You’d wonder did that huge attention also help convince Adams that once the “war” was over there were huge potential political gains ahead for him and for Sinn Féin, including the eclipsing of the SDLP and a possible role in government in the Republic.
When the IRA announced it was going on ceasefire from midnight on August 31st, republicans celebrated with a cavalcade of cars, tricolours flying from windows, driving through west Belfast, where Adams told a crowd that without the decision to start the “struggle for freedom” 25 years ago “we would still be treated like second-class, subhuman, undignified human beings”.
Nationalists who disagreed with Adams’s justification for the generation of violence asked, What’s the difference between the Provos and the Stickies? Twenty-five years, was the answer.
It’s a sign of how far our society has come that this gag must be explained for younger readers. The line was that the Official IRA (the Stickies) had given up the gun and bomb in 1969 or thereabouts and that now, 25 years and more than 3,000 deaths later, the Provisional IRA (the Provos) had finally arrived at the same conclusion: that “you can’t bomb a million Protestants into a united Ireland”.
Hume, demonstrating anxious prescience, expressed frustration about the “nit-picking” over whether a “complete” cessation of violence meant a “permanent” cessation, and over the difference between a “cessation” and a “ceasefire”.
There was to be plenty more nit-picking. The DUP leader Ian Paisley, long before his conversion to positive politics, predictably warned of a “sell-out”. The leader of the Ulster Unionist Party, James Molyneaux, described the ceasefire as one of the most destabilising events since partition.
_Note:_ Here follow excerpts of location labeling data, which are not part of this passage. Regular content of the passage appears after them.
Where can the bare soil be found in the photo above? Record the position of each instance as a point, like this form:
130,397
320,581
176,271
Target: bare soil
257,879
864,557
Twenty years on, nobody can say that August 31st, 1994, was not a pivotal, historic and welcome moment. It may only have been the beginning of the end, but without that cessation there could have been no loyalist ceasefire in October 1994, no permanent IRA cessation in 1997, no 1998 Belfast Agreement, no 2006 St Andrews’s Agreement, no Paisley and Adams agreeing to share power in 2007, no North-South bodies, no Irish dimension to the agreement, and no powersharing Northern Executive – which, shaky though it is at times, still presides at Stormont.